The WMO Statement on the Status of the Climate in 2015 was released on 23 March. In short, the world continues to warm, the seas continue to rise, and the weather becomes hotter, wetter and drier, with continued extreme conditions.
There were reports on ABC RN’s The World Today and at Climate Central, but the best I found with images that go beyond the report was on our ABC. I’ll pick out some of the elements that interested me.
We know that the temperature went through the roof in 2015, easily beating previous records. This graph, referenced to the 1961-1990 average, identifies the years influenced by El Niño and La Niña:
The graph represents the average of the three main global temperature datasets.
More than 90% of additional heat from climate change ends up in the oceans. The following graph shows the ocean heat content change for the top 700 metres, and the top 2000 metres since 2005:
I believe about 40% of sea level rise comes from thermal expansion, so the uptick in the last couple of years makes sense.

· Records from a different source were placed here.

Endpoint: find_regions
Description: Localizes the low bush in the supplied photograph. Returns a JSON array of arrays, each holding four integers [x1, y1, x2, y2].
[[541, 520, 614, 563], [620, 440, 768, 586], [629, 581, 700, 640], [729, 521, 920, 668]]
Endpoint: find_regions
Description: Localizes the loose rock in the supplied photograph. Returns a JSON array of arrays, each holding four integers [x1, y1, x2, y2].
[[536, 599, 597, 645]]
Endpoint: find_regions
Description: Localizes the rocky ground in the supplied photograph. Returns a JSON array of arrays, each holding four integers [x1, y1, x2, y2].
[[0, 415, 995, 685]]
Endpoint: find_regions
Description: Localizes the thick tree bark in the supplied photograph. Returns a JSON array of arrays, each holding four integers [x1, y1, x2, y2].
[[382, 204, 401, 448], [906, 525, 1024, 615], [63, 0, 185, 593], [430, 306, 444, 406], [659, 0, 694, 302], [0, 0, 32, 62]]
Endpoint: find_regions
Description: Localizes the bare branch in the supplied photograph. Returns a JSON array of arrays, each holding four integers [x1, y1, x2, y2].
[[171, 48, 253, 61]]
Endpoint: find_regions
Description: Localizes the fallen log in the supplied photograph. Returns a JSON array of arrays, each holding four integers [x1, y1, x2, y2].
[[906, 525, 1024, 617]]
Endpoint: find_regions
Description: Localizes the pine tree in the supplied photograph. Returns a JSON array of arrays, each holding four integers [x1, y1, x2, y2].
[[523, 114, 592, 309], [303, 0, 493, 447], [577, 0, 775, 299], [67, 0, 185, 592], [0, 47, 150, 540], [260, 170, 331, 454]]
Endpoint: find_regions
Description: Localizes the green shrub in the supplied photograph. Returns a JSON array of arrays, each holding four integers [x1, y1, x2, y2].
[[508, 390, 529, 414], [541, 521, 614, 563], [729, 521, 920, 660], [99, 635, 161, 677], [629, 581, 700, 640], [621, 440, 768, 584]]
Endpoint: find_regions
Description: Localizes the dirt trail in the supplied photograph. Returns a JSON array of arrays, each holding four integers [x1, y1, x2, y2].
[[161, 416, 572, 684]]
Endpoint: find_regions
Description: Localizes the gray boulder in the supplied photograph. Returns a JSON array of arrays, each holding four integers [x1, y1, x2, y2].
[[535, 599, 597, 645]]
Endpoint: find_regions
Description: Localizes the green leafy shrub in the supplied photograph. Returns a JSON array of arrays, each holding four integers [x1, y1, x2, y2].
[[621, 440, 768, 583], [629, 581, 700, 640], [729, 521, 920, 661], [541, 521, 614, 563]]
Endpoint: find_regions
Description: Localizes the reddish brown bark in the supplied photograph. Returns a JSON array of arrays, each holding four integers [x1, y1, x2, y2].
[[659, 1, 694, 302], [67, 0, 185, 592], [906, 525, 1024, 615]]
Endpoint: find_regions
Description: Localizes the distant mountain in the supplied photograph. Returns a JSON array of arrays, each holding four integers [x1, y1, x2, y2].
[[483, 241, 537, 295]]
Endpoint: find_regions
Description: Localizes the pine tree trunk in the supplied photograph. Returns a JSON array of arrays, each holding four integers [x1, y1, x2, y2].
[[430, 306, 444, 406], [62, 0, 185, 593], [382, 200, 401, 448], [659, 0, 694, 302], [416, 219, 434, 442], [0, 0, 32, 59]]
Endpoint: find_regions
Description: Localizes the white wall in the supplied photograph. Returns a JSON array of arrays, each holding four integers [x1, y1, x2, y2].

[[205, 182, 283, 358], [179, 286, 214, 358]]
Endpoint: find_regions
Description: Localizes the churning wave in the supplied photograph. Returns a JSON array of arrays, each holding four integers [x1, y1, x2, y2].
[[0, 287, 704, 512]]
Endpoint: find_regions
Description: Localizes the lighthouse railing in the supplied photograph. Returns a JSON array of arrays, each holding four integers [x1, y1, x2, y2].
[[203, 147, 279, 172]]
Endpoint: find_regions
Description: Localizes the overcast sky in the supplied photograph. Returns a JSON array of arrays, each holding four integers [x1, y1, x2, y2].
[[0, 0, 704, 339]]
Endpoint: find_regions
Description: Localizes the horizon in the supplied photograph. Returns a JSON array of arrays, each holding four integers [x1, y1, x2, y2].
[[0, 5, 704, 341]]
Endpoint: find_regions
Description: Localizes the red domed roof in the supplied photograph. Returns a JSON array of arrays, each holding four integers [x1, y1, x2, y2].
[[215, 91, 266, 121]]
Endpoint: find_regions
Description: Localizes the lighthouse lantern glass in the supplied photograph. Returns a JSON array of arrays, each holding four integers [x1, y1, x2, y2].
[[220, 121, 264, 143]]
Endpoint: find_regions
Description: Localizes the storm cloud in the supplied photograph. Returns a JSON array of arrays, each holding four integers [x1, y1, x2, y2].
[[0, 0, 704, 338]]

This image shows broadly where it was wetter and drier:
In some parts it was very wet, with weather that can only be described as erratic.
For example, despite near average rain for the year in Niger one 24-hour flooding episode killed 25 people. In Tanzania 50 died. For South Africa 2015 was the driest on record.
In Pakistan 90% of the seasonal total was concentrated over the first half of the season in areas which the rain seldom reaches. During March and April there was unseasonal weather, with heavy rain and late frost damaging crops. A rare tornado hit the Peshawar valley on 27 April and killed 45 people.
Yemen had the first cyclone ever to make landfall.
It was exceptionally hot in India, Pakistan and Iran, with temperatures over 45°C. This image shows the maximum temperatures for 24-30 May 2015:
About 2500 people died due to the heat. In Pakistan from 17 to 24 June more than 1400 people died in the heat in Karachi and about 200 people in other parts of Sindh province.
Extreme heat is common in the pre-monsoon season on the Indian subcontinent, but the heat extended over a larger area than normal and was accompanied by exceptional humidity.
Argentina had its coldest October on record in a year that was the second warmest on record.
And so it goes. Europe’s summer was exceptionally warm. This image shows the average number of days exceeding the 90th percentile for the reference period 1981-2100, which in itself is a warm period:
Levels of CO2 in the atmosphere continue to rise, as does the rate of increase:
Preliminary NOAA data for 2015 indicate that the CO2 increase of 3.01 ppm/year was a record.
Methane and nitrous oxide give no cause for comfort:
In Australia the biggest distinguishing feature was the heat in October, which was a record and the biggest monthly anomaly, in a year which was only the fifth hottest.
People tend to think of the oxone layer problem as being fixed. While the use of halons and chlorofluorocarbons has been discontinued, they will persist in the atmosphere for many decades. The oxone hole still appears and depends on the meteorological conditions. 2015 was not a good year:
At the other end of the globe, Alaska had record wildfires and in Greenland they recorded the equal record low of –55.2°C.
I’ll finish with the message from the WMO Secretary-General:
- “Today the Earth is already 1°C hotter than at the start of the twentieth century. We are halfway to the critical 2°C threshold. National climate change plans adopted so far may not be enough to avoid a temperature rise of 3°C, but we can avert the worst-case scenarios with urgent and far-reaching measures to cut carbon dioxide emissions,” WMO Secretary-General Petteri Taalas said.
“Our planet is sending a powerful message to world leaders to sign and implement the Paris Agreement on climate change and cut greenhouse gases now before we pass the point of no return,” he said.
There’s a lot of difference between signing and implementing.